【NSBC補講I】 池田純のスポーツビジネス補講BACK NUMBER
スポーツとビジネスは衝突するか。
変化を起こすための絶対条件とは。
text by
池田純Jun Ikeda
photograph byKyodo News
posted2019/07/05 08:00
盛況が続く横浜スタジアムでのベイスターズの試合。様々な改革がチームの人気向上を生んだ。
軋轢や毀誉褒貶の世界を覚悟して。
私が就任した頃は“ドーム構想”が横浜にベイスターズとは関係なく声高に存在していたのですが、調べれば調べるほどファン、横浜、横浜の野球、そしてベイスターズにとってあのスタジアムがどれだけ大切かがわかり、建て替えや移転をしないだけではなく、徹底的に歴史を含めて大切にし、それらを軸に進化させる、「守る」という確固たる強い方針を定めました。
同時に、それ以外のことは実はすべて変えてしまってもいいのではないか、むしろ変えなければいけないことが山ほどある、と腹を括りました。既成概念や非常識に挑戦して、それらを新たな常識にしてしまうくらいのブレない方向性と確信をもって。軋轢や毀誉褒貶の世界を覚悟して、です。
変化すること自体を警戒する人も。
大きいところではチームのコンセプトそのものから、チームのロゴ、カラー、ユニフォームまで。
スタジアム座席の色をチームカラーの青にしたり、ファールグラウンドにエキサイティングシートを新設したり、トイレの内装をきれいにしたり、というハード面はもちろんのこと、チケットの売り方や広告戦略、プロ野球の試合がある朝の時間帯にスタジアムをキャッチボールできる場所として開放することで、ファンと新しい関係性を築いていくといった、あらゆるものを変えました。
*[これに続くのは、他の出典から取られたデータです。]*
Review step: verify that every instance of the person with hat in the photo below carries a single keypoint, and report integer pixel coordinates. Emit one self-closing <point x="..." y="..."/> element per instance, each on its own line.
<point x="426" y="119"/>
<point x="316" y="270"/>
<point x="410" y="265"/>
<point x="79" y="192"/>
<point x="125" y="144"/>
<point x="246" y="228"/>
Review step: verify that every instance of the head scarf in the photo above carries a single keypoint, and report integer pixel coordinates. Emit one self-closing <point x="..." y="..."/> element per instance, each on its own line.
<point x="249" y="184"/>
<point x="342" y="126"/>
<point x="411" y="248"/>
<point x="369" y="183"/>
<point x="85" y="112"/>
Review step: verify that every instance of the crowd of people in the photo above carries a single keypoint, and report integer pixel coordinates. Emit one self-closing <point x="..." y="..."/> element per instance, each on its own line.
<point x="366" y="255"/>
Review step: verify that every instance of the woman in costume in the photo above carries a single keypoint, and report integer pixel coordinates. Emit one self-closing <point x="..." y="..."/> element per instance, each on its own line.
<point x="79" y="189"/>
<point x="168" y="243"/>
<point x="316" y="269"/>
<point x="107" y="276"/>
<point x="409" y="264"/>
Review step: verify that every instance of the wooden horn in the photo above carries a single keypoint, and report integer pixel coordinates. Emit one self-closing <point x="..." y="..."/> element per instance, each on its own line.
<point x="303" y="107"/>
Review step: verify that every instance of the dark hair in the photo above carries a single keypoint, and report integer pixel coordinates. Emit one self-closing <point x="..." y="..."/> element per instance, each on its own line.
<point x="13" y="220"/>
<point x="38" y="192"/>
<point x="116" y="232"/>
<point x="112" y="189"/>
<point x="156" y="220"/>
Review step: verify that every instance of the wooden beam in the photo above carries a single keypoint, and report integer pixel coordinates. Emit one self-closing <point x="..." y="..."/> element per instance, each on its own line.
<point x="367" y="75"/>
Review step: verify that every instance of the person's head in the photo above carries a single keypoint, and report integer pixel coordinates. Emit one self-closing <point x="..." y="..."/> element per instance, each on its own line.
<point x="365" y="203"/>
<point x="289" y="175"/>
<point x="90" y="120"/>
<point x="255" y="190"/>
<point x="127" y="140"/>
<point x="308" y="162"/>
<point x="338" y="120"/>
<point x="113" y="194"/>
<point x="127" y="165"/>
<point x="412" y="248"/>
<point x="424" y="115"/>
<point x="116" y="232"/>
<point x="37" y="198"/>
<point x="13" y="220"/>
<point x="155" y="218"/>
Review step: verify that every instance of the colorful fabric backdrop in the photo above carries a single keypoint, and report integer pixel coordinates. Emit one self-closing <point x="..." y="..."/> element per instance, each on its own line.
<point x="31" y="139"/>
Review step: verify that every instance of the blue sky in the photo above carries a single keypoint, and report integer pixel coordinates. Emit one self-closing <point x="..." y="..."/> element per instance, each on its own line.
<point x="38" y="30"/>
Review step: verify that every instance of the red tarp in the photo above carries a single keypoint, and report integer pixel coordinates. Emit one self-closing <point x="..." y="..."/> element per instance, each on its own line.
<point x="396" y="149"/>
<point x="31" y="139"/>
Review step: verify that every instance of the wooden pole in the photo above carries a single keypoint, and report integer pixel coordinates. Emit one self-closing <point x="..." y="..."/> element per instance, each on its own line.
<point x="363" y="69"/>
タブー視されていたイニング間の選手たちのキャッチボールの時間に、グラウンドにファンを入れて、「ドッカーン! FLYCATCH」というイベントをやったり、ありとあらゆるパラダイムシフトに挑戦し続けてきました。
もちろん、反発もありました。人は基本的に変化を警戒しますし、弱い時期もずっと応援してくれていたファン、ライトスタンドで熱心に応援し続けてきてくれた熱烈なファンの方々からは特に、変化すること自体に対して、最初は警戒と抵抗に満ちたお声を多数いただいたことを思い出します。